We took Sandy to the groomer today and wow what a difference!Before & after pics attached! I am concerned though as she looks skinny to us . She will be 4 months old the 16th of Sept . She weighed 17.4 lbs last month when she went to the vet. We are feeding her Orijen . Does she look skinny to you guys ?


----------



## vtomblin (Jul 18, 2010)

She's really young. They go through boney and normal phases as they grow. Their appetite changes too. She looks pretty normal to me. Big change though. She will look little for a while.
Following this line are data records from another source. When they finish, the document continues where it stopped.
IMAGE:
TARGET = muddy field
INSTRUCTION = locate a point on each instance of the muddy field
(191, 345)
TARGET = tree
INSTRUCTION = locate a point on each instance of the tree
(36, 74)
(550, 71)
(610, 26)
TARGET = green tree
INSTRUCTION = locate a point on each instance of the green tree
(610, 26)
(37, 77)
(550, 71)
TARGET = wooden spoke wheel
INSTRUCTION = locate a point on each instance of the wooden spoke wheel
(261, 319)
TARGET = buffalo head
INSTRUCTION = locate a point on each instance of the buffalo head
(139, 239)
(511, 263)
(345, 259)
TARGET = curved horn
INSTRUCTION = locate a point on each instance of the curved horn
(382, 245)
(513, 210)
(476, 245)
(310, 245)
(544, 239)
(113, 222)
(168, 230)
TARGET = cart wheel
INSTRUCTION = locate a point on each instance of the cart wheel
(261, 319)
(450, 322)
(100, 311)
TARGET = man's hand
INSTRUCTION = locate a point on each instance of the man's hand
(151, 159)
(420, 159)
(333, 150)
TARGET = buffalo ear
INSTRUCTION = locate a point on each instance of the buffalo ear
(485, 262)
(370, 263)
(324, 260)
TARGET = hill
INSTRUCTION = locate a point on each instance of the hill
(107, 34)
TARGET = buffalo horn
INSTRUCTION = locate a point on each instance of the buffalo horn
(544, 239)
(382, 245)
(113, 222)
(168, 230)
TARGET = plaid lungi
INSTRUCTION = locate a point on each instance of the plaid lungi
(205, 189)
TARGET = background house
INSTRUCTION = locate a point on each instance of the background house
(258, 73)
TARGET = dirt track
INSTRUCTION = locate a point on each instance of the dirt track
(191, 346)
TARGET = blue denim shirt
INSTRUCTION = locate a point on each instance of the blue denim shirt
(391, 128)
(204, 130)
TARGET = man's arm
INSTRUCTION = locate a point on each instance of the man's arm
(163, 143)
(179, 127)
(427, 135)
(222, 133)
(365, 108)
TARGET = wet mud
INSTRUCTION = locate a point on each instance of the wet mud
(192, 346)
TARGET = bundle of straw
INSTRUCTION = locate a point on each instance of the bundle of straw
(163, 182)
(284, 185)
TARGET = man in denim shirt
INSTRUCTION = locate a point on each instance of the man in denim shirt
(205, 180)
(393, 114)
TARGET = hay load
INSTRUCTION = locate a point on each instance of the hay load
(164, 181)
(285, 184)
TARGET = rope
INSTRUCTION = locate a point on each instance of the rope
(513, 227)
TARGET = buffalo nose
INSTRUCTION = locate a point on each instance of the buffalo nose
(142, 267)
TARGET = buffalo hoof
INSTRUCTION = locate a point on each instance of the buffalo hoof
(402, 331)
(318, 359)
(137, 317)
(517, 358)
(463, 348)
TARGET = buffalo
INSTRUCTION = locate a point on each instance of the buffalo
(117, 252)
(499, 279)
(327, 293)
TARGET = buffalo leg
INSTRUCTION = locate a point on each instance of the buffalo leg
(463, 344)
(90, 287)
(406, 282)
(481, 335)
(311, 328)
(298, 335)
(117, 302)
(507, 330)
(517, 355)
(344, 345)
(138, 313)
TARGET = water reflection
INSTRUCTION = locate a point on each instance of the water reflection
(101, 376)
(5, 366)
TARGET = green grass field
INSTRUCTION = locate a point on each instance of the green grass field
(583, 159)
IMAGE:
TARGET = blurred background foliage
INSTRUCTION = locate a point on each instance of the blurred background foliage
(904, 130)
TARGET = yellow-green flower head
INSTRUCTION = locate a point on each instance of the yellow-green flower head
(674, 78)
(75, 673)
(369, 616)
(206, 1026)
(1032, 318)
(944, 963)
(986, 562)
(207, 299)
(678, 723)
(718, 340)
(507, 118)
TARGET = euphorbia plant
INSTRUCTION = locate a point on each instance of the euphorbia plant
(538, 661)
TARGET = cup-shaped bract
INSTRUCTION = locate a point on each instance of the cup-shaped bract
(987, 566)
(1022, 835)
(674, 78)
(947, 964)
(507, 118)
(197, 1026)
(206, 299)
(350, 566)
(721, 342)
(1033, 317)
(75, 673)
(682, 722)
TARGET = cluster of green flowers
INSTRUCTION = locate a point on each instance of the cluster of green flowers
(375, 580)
She's cute!


----------



## just_julie (Aug 23, 2011)

*thank you*

thank you for answering maybe she will fill out soon. She is very playful all the time so I don't think she has any health issues . I guess it was just the shock of how little she is under all that hair she used to have .


----------



## Fluffyspoos (Aug 11, 2009)

Yeah poodle puppies go from fat and little, then all that fat seems to turn into long lanky legs and a thin body. She'll reach a height, then she'll fill out. I'm still trying to pack pounds on my 1 1/2 year old. He's 52 and I want him a solid 60. Bah!


----------



## Laceypoo (Aug 23, 2011)

I think, too, sometimes when their hair is very long and you get them groomed it is almost a shock to you. You are just not used to looking at them without all that hair. Cute baby!


----------



## DonnaM (Aug 1, 2011)

She's really young and will fill out in time. That's also a really short clip, I sure can understand the big shock. If you are bothered by the skinny look, keep the leg hair a little longer.


----------